大臣臨時会見概要

平成27年11月20日(12時38分~12時44分)(日本時間)

1 発表事項

 なし。

2 質疑応答

Q:潜水艦の造船所の視察を終えられてのご感想、まずどのような思いを持たれたのか伺えますでしょうか。

A:この施設は、コリンズ級の潜水艦の建造、また維持・整備をやっておりまして、その現場の作業過程も見させていただきましたけれども、非常にレベルが高くて、やはり、豪州での、将来の潜水艦の協力推進におきましては、同社の協力が不可欠であると思いました。今日見た感想と致しましては、大変素晴らしい造船や維持・管理能力を持っているということであります。具体的に言いますと、約30年前、ゼロから作ったということ。当初は、スウェーデンのコリンズ級の技術指導を受けましたけれども、今はもう完全に自前でやっていると。それから、当初の部品などが、もう製造元がなくなってしまったので、そういうことも自分たちでしっかりできるのだというようなことで、人材にしても、知識にしても、技能にしても、非常に技術者の経験年数が長くて、将来、潜水艦のプロセスに十分対応できるのだということを感じました。また、もう一つは、全国の製造、維持・管理のサプライチェーンを管理しているということで、周辺の地域にも支援をする施設を持っているということで、これも組織、会社関連などの専門的知見をプロジェクトに活かしていけるということを感じました。それから、非常に創意工夫をやっていまして、工数の削減とか、人員の縮減等についても、非常に生産性の向上に努力をしておりまして、所長さんも27年に渡ってこの潜水艦事業に携わっているということ。そして、近くに三菱自動車の工場もあって、この施設では、三菱自動車の持っていたテクノロジー、そういうものを譲り受けて、生産性の向上に寄与しているということでありました。そういうことで、将来、この潜水艦が現地で実現するようになったと致しましたら、非常に幅広い面で、色々な地元の企業と協力を致しまして、そういう事業が実施可能であるという認識を持ったということです。

Q:先ほど最後におっしゃったことなのですけれども、やはり日本、フランス、ドイツという中で、今、選考が進んでいますが、もし日本が選ばれた場合、いわゆる3つの方式を提案するということなのですが、やはり日本が選ばれた場合でも、この施設で建造が可能だという認識というのは改めて強くされたのでしょうか。

A:もう既にコリンズ級の潜水艦の製造や、維持・管理をやっていますので、そういった技術の蓄積はあるということと、地元の企業、こういうもののサプライチェーンを持っていますので、当然、こういった地元の企業の参画も可能ですから、そういうことはオプションとして真剣に検討すべきものであるということです。

Q:地元からしますと、やはり最大の関心事が、地元に対してのいわゆる経済効果・雇用の面で、どの程度日本が選ばれた場合にあるのか、それぞれの国が選ばれた場合にあるのかということなのですが、そういうことについては、大臣は、今日視察をされてどういうふうに思われましたでしょうか。

A:先ほど、SA州の首相も、こういった地域の経済の全体の向上に資すればということで、非常に我々の事業に対して歓迎をし、非常に誘致に対して積極的な意欲が感じられました。また、工場も見させていただきましたが、こういった潜水艦の専門的な知識・技術、また、ここでしかないような特殊な技能も拝見しましたけれども、非常にレベルが高かったと思います。
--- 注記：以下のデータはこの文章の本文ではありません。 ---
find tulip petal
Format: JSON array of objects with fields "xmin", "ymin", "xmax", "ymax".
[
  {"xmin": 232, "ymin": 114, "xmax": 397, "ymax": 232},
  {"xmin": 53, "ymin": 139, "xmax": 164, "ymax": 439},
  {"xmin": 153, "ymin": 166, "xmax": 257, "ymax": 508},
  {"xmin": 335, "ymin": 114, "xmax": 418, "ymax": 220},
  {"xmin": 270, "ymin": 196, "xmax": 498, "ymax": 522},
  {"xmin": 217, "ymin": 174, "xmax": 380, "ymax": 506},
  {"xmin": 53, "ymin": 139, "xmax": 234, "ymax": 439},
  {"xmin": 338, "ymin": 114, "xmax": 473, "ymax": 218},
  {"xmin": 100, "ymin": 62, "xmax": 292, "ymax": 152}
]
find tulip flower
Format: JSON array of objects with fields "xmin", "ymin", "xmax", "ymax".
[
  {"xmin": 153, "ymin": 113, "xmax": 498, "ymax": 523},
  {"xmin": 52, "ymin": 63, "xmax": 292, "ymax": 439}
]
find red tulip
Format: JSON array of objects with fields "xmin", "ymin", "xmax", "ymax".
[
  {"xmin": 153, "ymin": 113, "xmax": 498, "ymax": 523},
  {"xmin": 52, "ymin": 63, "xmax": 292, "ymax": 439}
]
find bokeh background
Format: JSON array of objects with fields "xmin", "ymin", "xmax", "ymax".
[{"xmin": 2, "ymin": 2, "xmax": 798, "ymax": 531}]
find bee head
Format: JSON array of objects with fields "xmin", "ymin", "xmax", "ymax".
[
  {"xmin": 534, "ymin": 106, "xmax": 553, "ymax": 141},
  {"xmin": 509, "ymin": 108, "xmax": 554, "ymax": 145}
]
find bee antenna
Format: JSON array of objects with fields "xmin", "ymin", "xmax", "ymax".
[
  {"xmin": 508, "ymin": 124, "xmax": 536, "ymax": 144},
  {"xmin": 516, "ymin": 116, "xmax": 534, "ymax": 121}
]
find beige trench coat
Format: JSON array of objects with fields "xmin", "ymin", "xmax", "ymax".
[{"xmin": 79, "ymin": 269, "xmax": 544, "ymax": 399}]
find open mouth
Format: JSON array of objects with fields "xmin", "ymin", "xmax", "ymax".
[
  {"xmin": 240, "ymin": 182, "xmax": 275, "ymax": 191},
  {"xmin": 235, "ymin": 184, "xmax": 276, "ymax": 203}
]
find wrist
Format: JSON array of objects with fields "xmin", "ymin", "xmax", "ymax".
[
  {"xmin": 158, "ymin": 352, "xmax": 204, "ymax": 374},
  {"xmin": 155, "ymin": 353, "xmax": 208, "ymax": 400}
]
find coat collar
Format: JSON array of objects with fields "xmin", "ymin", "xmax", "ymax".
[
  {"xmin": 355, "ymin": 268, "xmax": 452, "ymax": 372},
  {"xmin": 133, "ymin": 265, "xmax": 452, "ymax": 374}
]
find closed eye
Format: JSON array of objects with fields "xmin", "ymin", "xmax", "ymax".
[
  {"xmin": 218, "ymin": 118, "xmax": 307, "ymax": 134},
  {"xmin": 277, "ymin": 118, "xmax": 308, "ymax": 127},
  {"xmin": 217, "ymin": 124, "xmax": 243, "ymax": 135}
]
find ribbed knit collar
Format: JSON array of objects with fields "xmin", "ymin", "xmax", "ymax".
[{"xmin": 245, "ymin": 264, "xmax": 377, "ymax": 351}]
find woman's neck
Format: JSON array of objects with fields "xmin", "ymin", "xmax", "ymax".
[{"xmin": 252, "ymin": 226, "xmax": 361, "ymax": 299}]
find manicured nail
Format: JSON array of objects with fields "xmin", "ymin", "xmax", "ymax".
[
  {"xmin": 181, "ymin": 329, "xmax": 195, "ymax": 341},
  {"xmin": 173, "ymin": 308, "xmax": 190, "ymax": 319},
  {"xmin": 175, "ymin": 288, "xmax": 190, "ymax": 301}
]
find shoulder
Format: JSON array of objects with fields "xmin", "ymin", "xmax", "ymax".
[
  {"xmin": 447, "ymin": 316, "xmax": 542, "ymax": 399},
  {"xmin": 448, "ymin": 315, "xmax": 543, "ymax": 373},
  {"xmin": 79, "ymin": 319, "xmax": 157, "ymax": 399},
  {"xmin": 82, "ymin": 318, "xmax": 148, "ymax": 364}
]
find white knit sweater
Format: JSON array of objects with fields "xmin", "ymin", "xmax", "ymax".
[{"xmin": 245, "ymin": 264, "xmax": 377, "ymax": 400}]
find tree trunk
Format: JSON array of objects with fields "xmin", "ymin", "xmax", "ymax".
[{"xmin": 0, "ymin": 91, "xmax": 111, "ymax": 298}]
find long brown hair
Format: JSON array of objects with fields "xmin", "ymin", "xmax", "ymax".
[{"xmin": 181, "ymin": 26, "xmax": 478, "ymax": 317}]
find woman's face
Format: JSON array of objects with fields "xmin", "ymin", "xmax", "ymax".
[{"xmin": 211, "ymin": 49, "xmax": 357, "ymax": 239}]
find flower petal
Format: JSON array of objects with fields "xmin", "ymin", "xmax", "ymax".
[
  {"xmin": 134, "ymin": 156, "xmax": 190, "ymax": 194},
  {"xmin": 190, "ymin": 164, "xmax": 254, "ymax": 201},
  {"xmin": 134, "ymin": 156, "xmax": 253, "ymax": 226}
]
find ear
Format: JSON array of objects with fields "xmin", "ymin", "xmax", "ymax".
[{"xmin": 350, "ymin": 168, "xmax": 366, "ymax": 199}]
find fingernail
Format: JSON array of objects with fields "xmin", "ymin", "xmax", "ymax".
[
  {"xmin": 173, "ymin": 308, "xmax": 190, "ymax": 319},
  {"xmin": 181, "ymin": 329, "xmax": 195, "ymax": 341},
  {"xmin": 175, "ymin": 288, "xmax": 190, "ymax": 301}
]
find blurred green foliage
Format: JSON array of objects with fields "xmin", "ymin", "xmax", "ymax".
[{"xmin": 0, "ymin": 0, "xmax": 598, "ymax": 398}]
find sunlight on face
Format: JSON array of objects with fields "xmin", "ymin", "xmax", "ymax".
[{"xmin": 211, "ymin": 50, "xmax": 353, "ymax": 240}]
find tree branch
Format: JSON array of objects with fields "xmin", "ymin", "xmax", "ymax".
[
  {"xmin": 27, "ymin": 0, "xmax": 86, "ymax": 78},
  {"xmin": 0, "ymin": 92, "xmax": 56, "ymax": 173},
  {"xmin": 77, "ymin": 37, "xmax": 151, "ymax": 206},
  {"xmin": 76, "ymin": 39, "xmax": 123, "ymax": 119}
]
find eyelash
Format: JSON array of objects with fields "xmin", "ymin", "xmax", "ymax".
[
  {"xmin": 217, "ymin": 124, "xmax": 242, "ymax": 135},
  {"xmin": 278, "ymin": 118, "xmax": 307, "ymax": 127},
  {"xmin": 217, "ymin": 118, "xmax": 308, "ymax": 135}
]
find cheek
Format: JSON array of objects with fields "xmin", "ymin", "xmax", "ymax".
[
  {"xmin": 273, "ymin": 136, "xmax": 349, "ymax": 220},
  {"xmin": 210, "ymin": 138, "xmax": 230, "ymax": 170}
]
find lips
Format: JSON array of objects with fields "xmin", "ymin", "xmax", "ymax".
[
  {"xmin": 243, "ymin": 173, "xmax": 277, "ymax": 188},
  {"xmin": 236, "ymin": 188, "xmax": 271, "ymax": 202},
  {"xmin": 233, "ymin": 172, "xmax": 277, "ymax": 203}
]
Q:日本が選ばれてもしっかり、こちらでもできるし、それがまた地元への経済効果をもたらすことも十分期待できるということでしょうか。

A:わが国としても、地元の企業が積極的に参画できるような、そういうオプションも提示していきたいと思っております。

Q:今の視察の中でも、経済効果、地元雇用については説明されたのでしょうか。

A:ここでは主に技術的な面で、こういうことを今まで実施してきたということで、実際、作業現場等も見ましたけれども、相当高度な技術を有しているというふうに思いました。

Q:日本の潜水艦技術とも劣らない技術を持っているという認識でしょうか。

A:こちらはコリンズ級ですからね。非常に、それなりの特殊な技能でありますので、そういった特殊な技能者が存在していたということです。

Q:視察の中で、日本の潜水艦選定に関して、先方から何か期待であるとか、お話というのはありましたでしょうか。

A:そういった面は、今日はございませんでした。現状がこういう作業をしているというような現場を見させていただいた、説明を受けたということです。